Islamist fighters from the Al-Nusra Front captured a Syrian government border crossing with Israel on August 27th near Quneitra. The Syrian government bombed rebel-held facilities near the crossing point. The rebels are also holding hostage 45 UN peacekeepers from Fiji, demanding that they be removed from the UN terrorism list as part of a deal to release the Fijian soldiers. Eighty-one other members of the UN Disengagement Observer Force (UNDOF), mostly Filipinos, had been surrounded by the Islamist militants, but were able to escape to Israel. Approximately 1,200 UN soldiers from Fiji, India, Ireland, Nepal, Netherlands and the Philippines monitor the Golan. Prior to the incident, the Filipino government announced it would withdraw its 332 soldiers from the UNDOF mission over the next 2-3 months due to the recent deterioration of security. Czech troops might replace the leaving peacekeepers.
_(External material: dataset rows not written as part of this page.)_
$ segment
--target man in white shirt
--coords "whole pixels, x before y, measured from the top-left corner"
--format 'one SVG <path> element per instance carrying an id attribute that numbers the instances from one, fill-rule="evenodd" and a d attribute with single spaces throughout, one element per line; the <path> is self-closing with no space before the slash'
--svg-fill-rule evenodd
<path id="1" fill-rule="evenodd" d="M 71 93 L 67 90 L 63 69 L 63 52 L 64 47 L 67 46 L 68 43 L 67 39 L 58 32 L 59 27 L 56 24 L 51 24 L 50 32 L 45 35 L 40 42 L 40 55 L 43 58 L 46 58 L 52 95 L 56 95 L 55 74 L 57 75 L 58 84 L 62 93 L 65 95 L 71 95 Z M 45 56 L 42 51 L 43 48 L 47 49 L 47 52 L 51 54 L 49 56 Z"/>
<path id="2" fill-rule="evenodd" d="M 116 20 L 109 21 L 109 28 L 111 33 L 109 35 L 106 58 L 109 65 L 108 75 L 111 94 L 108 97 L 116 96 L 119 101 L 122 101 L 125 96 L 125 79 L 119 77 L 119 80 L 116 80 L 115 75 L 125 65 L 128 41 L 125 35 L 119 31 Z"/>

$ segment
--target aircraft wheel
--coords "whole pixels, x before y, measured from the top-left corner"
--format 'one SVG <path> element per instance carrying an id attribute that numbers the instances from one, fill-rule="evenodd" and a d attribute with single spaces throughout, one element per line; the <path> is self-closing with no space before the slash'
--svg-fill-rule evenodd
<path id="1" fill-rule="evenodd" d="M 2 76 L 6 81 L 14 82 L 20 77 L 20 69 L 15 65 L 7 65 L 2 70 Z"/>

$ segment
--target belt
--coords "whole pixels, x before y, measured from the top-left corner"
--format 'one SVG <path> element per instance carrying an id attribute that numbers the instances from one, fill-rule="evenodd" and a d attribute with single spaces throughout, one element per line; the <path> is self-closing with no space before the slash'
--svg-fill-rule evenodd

On August 31st, the IDF shot down a drone over the Golan with a Patriot Missile. A subsequent investigation suggest that the UAV appeared to be an Iranian “Yasir,” with a range of about 200 miles. The drone could have accidentally flown into Israeli airspace as fighting raged across the border in Syria.
At least two rockets were fired from Lebanon into Israel over the last two weeks according to the IDF. One rocket hit an empty house in Upper Galilee. Israel lodged a complaint with the UN Interim Force in Lebanon after the first attack and returned fire following the second rocket strike. A subsequent Lebanese Army patrol uncovered a rocket launcher. At least nine rockets were fired into Israel from Lebanon during Operation Protective Edge.
A Palestinian terrorist from the Izz el-Deen al-Qassam Brigades, the armed wing of the Hamas movement, gestures inside an underground tunnel in Gaza on August 18, 2014. (Photo: Reuters)
Ansar Beit al-Maqdis (ABM), a terrorist organization operating in Sinai, claimed responsibility for beheading four alleged “Israeli informants” in the coastal province of Sheikh Zuweid. According to the masked extremists in the video, the captives provided intelligence on rocket launches from Sinai into Israel during Operation Protective Edge last month. An attack by an IDF UAV reportedly killed three ABM militants in Egyptian territory on July 23rd.
On August 23rd the Egyptian government announced that they had killed one terrorist in Sinai and arrested 16 others during a gunfight. Two days later, 14 other militants were killed in various shootouts in Northern Sinai.
Reuters reports that tunnel activity between Egypt and Gaza increased during the recent war in Gaza. While most tunnel owners no longer publicly advertise their services, terrorist still use corridors to smuggle weapons and people across the border. The Egyptian government destroyed most of the larger tunnels over the past year but smaller ones, with diameters of 1-2 meters, are harder to detect. Other sources say Hamas and Islamic Jihad are using the tunnel infrastructure to one day launch rocket attacks at Israel from Sinai.
According to a separate report in Al-Monitor, the Egyptian military is evicting some residents of Rafah to create a buffer zone with Gaza. The move has stoked grievances from locals who do not feel properly compensated for the loss of their homes.